Tough restrictions urged on airbrushing, outdoor ads and lads' mags

LONDON - A Home Office-commissioned review has recommended airbrushed images should be marked to show the extent they have been altered, as well as urging tough restrictions on outdoor ads and lads' mags.

Aibrushing: review calls for introduction of code
Aibrushing: review calls for introduction of code

The independent review by psychologist Dr Linda Papadopoulos was commissioned by the Home Office to look at how sexualised images and messages may be affecting the development of children and young people.

It recommends the introduction of a system of ratings symbols for photographs in advertising and magazines to show the extent to which they have been altered.

It follows a similar recommendation from the Royal College of Psychiatrists this week.

The Papadopoulos review said such a system is "particularly critical" in magazines targeting teen and pre-teen audiences.

It also recommends outdoor advertising should be vetted by local authorities to ensure that images and messages are not offensive on the grounds of gender.

Lads' mags should be marked for sale only to people over 15, with retailers governed by a mandatory code, replacing the existing voluntary code, which forces them to place such magazines away from magazines and comics aimed at teenagers and children.

According to recent research about children's media consumption, Nuts and Front are at the top of the list of magazines favoured by boys aged 15 to 16, while FHM is near the top for 13 to 14-year-old boys.

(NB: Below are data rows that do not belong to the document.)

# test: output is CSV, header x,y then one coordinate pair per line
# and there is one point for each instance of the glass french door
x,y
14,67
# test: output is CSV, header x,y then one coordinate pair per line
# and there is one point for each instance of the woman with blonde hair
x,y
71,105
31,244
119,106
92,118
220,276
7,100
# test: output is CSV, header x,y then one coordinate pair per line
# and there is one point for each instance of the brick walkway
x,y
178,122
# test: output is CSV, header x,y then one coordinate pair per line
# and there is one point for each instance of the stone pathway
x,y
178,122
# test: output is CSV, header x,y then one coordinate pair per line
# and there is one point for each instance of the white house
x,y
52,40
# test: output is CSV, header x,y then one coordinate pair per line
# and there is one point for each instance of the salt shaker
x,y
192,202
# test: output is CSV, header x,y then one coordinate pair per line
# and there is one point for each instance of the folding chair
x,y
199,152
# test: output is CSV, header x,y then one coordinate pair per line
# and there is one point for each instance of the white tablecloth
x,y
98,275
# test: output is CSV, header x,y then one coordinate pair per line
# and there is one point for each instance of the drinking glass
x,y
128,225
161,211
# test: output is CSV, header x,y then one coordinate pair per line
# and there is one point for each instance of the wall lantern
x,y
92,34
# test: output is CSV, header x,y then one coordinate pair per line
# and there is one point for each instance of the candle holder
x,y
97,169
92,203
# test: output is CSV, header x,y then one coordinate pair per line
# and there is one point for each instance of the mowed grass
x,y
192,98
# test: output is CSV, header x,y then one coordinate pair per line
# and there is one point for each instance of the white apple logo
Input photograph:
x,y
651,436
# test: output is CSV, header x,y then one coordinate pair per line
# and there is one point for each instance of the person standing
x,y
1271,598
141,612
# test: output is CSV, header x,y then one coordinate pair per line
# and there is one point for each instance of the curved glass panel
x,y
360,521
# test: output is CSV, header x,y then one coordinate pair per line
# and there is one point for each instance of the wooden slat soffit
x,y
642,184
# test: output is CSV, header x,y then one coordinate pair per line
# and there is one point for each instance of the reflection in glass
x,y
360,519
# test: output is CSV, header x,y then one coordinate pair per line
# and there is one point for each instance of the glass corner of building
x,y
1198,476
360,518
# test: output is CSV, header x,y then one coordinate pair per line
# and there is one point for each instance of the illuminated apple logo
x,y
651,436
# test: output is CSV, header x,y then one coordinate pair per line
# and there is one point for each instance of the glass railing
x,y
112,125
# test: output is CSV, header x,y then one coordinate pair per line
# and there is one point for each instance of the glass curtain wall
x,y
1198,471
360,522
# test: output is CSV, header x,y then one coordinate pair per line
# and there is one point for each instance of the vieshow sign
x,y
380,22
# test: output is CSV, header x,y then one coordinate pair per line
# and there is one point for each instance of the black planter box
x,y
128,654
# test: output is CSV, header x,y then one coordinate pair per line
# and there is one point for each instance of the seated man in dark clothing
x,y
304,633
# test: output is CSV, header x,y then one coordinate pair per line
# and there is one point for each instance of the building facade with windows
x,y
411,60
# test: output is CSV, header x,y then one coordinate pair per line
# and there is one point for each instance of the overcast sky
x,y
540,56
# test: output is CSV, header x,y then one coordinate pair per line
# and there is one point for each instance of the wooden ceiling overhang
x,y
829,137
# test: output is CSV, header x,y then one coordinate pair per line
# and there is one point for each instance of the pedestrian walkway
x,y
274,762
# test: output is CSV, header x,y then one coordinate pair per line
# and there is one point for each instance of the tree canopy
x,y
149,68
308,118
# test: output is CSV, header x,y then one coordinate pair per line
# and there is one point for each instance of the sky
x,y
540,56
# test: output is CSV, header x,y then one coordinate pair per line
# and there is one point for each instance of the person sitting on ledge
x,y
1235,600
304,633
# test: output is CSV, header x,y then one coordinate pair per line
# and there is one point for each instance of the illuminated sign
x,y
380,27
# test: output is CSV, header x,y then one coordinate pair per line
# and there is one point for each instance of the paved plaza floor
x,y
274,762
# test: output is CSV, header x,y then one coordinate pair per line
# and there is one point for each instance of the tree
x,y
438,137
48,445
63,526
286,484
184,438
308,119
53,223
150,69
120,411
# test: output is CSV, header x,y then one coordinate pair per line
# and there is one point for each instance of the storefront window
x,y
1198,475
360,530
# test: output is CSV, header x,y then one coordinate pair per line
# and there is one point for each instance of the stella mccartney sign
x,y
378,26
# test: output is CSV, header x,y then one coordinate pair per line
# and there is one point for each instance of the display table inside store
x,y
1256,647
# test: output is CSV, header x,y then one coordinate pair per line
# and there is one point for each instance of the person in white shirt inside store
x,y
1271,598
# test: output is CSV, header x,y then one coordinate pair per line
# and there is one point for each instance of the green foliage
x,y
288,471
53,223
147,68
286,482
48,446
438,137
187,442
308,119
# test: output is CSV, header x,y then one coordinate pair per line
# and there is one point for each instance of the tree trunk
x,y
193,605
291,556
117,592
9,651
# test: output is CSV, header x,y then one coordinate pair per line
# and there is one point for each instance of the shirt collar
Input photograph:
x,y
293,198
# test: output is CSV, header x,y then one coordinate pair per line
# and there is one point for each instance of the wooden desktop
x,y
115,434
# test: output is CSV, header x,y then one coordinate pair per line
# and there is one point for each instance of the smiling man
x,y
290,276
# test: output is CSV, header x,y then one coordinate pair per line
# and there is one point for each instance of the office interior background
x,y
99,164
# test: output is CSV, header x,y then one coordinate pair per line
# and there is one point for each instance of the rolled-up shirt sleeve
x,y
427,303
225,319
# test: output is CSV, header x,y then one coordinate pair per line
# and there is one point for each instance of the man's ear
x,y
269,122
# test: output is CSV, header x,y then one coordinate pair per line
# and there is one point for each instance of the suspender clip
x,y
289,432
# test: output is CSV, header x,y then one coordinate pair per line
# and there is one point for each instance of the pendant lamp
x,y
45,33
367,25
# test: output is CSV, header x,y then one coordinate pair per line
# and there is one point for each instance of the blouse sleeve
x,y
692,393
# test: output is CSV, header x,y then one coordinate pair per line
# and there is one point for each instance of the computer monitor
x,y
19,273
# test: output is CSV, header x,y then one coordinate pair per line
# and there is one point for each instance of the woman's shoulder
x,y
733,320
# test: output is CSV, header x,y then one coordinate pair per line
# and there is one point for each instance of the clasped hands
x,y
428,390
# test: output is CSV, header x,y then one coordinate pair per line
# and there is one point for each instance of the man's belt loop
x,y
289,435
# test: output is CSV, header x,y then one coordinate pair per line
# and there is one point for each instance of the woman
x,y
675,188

The research comes from ChildWise's annual Monitor report.

Another recommendation in the report affects broadcasters, who would be required to ensure music videos featuring "sexual posing or sexually suggestive lyrics" are broadcast only after the watershed.

The Home Office is now considering the review, which forms part of its strategy to address violence against women and girls.

However, the Department for Media, Culture and Sport has been quick to comment on the recommendations.

On the airbrushing question a DCMS spokeswoman said the government would not seek in any way to interfere in any way with what a magazine or newspaper chooses to publish, though magazines had a duty not to mislead readers.

On the oversight of outdoor advertising by councils the DCMS believes the current regulations "provide for adequate protections".

The spokeswoman described the placement of magazines on shelves as "a matter of convention and public demand".

In response to the age restriction recommendation, the DCMS pointed to the low penetration of lads mags among under-16s.

"Under 16 readership of lads' mags is very small. Only the very cheapest magazine - Zoo - has any sort of foothold, with around 10% of its readership under 16.

"The Teen Magazine Arbitration Panel is currently set up to look at the sexual content of magazines aimed at teenage girls. Magazines covered are those where 25% or more of the readership are girls under 16."

"The panel has indicated that it would be willing to cover magazines aimed at teenage boys on the same basis, but there are none."

Dr Papadopoulos worked closely with the Home Office on its current advertising campaign aimed at preventing violence and abuse in teenage relationships.